I get the same overall FTA score of 7 for both of your examples. When omitting the return type (which can be inferred), you get the exact same scores. Not just the same FTA score. Also note that `Return<User>` should be just `User` if you prefer to specify the return type explicitly. That change will improve several of the scores as well.

whilenot-dev|4 months ago

> Also note that `Return<User>` should be just `User` if you prefer to specify the return type explicitly.

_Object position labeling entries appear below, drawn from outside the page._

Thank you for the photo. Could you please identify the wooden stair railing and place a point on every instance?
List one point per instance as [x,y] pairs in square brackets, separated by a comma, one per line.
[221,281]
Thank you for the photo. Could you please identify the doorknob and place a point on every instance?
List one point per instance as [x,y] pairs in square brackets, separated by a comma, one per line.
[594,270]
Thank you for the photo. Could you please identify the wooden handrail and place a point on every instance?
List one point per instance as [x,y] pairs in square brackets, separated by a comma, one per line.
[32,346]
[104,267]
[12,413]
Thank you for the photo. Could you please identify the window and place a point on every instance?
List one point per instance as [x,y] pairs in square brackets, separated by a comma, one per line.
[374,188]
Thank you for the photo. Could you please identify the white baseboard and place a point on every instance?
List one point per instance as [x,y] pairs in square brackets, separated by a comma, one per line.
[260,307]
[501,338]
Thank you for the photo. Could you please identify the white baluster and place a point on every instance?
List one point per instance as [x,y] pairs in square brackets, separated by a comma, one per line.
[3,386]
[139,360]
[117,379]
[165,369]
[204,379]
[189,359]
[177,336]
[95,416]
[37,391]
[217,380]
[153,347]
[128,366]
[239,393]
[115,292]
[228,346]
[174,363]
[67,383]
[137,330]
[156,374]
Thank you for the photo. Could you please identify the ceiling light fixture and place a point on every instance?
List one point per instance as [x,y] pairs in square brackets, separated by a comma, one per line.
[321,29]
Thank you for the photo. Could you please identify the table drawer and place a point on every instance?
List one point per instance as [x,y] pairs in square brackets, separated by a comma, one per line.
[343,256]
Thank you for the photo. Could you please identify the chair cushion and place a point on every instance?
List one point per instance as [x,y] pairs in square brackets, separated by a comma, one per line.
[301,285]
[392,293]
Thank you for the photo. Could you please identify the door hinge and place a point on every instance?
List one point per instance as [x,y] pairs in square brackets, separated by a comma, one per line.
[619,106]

No? first_user = data[0] assigns User | undefined to first_user, since the list isn't guaranteed to be non-empty. I expect Return to be implemented as type Return<T> = T | undefined, so Return<User> makes sense.

k__|4 months ago

Maybe because the type can be inferred and it potentially adds effort for changes in the future.

devjab|4 months ago

I'm not sure how you can infer types on this. Even if you input an array of users from a different function. How would we know that data[0] is a User and not undefined?

zenmac|4 months ago

Then why use TypeScript at all? Just write js and put a TS definition on top. TS is a linter anyway. Now that will make the code easier to read, and in the end it is the code that will be interpreated by the browser or whatever JS runtimes.

motorest|4 months ago

> (...) I assume this tool is meant to focus on cognetive complexity and not things like code quality, transpiling or performance (...)

I don't know about transpiling or performance, but cyclomatic complexity is associated with both cognitive complexity and code quality.

I mean, why would code quality not reflect cognitive load? What would be the point, then?